Coefficient on year: Highway fuel efficiency is, on average, 1.40 miles per gallon higher in cars built in 2008, as compared to 1999, holding fixed the engine size of the car.
Answer:
This coefficient is larger than in the simple linear regression, suggesting that engine size is correlated with both fuel efficiency and time. Here, it appears that in later years engine sizes were larger, which lowers fuel efficiency. Once we control for that effect, the role of time itself on the efficiency is much more substantial.
Step 3: Visualize your regression (parallel slopes)

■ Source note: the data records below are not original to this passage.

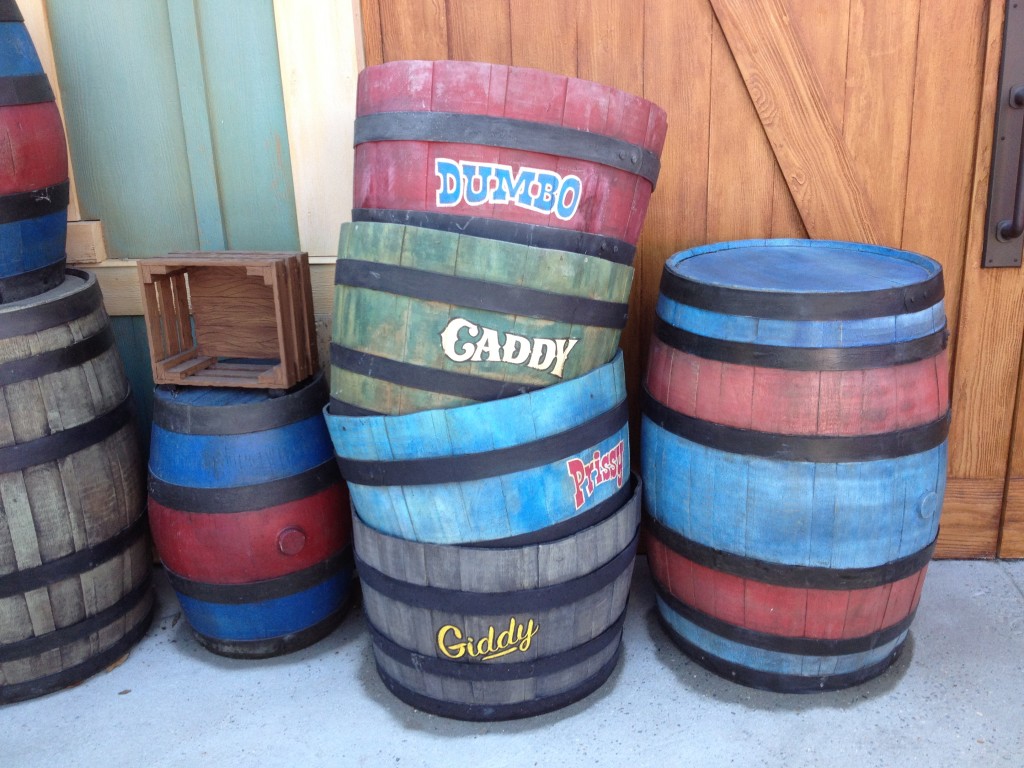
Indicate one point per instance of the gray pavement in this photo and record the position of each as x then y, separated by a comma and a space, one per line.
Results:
955, 697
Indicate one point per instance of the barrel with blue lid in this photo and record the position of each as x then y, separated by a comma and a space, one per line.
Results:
250, 515
34, 181
794, 440
491, 470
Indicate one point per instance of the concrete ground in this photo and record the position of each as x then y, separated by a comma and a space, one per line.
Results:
955, 697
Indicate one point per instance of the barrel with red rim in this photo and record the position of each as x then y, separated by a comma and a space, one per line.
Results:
34, 182
506, 153
795, 428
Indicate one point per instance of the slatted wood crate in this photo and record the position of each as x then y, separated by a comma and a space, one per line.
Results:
229, 318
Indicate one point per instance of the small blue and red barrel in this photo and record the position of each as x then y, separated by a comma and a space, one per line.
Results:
250, 515
34, 181
794, 442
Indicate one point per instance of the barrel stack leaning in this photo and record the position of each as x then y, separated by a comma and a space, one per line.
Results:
34, 182
249, 512
477, 397
794, 445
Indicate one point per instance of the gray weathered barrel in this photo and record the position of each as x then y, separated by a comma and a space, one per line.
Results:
505, 631
75, 562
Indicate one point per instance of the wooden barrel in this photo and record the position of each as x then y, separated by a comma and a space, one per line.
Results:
250, 516
494, 470
75, 562
481, 633
506, 153
795, 455
34, 183
426, 318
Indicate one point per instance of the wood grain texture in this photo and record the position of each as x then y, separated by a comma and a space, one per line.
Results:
318, 47
815, 160
1012, 542
971, 512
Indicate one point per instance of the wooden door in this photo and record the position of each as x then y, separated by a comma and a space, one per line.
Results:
862, 120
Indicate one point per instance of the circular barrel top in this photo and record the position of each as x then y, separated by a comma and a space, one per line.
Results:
803, 280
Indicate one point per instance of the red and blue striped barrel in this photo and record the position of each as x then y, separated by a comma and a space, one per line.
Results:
34, 184
794, 445
492, 471
250, 515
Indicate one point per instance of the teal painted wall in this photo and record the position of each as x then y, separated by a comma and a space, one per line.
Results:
175, 121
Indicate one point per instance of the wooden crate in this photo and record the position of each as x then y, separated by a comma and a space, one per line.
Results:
229, 318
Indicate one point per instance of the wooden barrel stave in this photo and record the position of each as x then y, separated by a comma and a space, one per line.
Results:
71, 505
410, 331
399, 174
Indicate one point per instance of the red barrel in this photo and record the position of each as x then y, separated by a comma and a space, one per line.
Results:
34, 183
506, 153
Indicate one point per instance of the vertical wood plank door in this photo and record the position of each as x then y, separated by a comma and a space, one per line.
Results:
859, 120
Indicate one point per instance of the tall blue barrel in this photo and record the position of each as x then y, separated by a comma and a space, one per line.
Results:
250, 516
794, 441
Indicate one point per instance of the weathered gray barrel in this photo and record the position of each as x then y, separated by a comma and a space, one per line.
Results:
503, 631
75, 562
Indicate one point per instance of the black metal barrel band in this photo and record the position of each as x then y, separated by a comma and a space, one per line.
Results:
466, 467
25, 89
403, 374
78, 631
60, 358
774, 681
803, 305
486, 671
538, 236
803, 358
84, 560
509, 133
492, 712
59, 444
781, 574
47, 314
33, 204
596, 514
819, 449
491, 603
245, 498
479, 294
267, 589
302, 401
782, 644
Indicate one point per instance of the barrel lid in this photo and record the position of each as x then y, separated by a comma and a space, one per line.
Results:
803, 280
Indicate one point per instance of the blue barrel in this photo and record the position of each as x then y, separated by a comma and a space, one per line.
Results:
492, 470
34, 182
255, 467
796, 414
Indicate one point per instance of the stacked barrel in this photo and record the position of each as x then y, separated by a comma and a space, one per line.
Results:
477, 398
75, 563
795, 427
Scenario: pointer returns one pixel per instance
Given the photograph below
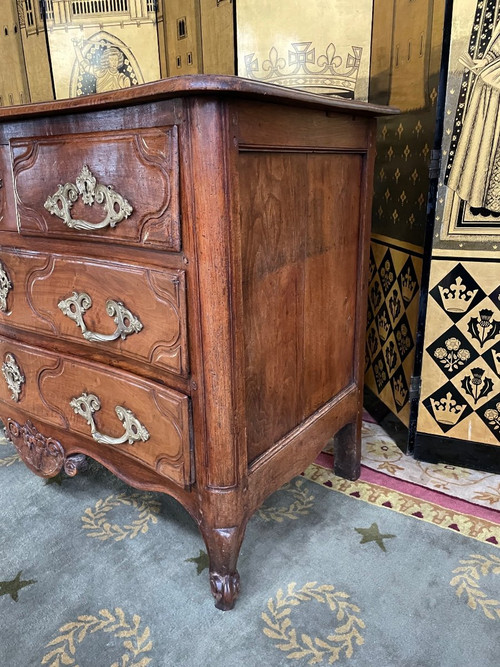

This regression includes one “slope” coefficient (coefficient estimate on a numeric variable) and one “indicator” coefficient (coefficient estimate on a categorical variable). This kind of a model is often called “parallel slopes” because the indicator variable’s coefficient shifts predictions up and down, while the numeric variable’s slope is the same across both groups. We will see that visually here.
geom_point()
function with the
color
argument set to year
to make a scatter
plot of miles per gallon (\(y\)-axis)
against engine size (\(x\)-axis), in
which scatter points are colored differently for each vintage.Answer:
mpg %>%
ggplot(aes(x = displ, y = hwy, color = year)) +
geom_point() +
labs(x = "Engine Displacement, in litres",
y = "Highway Miles per gallon")
.fitted
gives you the
predicted (or “fit”) values for all observations in the data.Start by storing your regression results in a new way, using
augment()
, which stores fitted values for every observation
in your data as a column in a dataframe:
Answer:
mod <- lm(hwy ~ displ + year, data = mpg)
augment(mod)
#> # A tibble: 234 × 9
#> hwy displ year .fitted .resid .hat .sigma .cooksd .std.resid
#> <int> <dbl> <fct> <dbl> <dbl> <dbl> <dbl> <dbl> <dbl>
#> 1 29 1.8 1999 28.8 0.224 0.0143 3.79 0.0000173 0.0597
#> 2 29 1.8 1999 28.8 0.224 0.0143 3.79 0.0000173 0.0597
#> 3 31 2 2008 29.5 1.54 0.0158 3.79 0.000908 0.412
#> 4 30 2 2008 29.5 0.544 0.0158 3.79 0.000113 0.145
#> 5 26 2.8 1999 25.2 0.835 0.00916 3.79 0.000152 0.222
#> 6 26 2.8 1999 25.2 0.835 0.00916 3.79 0.000152 0.222
#> # … with 228 more rows
Then, use geom_line()
and the predictions stored in
augment(mod)
to add the best fit OLS line to your scatter
plots, again using color = year
to color your regression
lines by vintage. What can you say about the evolution of fuel
efficiency over time after controlling for engine size?
Answer:
mpg %>%
ggplot(aes(x = displ, y = hwy, color = year)) +
geom_point() +
geom_line(data = augment(mod), aes(y = .fitted, color = year)) +
labs(x = "Engine Displacement, in litres",
y = "Highway Miles per gallon") +
scale_colour_discrete("Year")
This last graph shows us that on average fuel efficiency is higher for the 2008 vintage, since the blue line is above the pink line. Larger engine size lowers efficiency (negative slope in both lines), but once we control for engine size, we see a positive effect of the 2008 vintage (blue line is parallel but above pink line).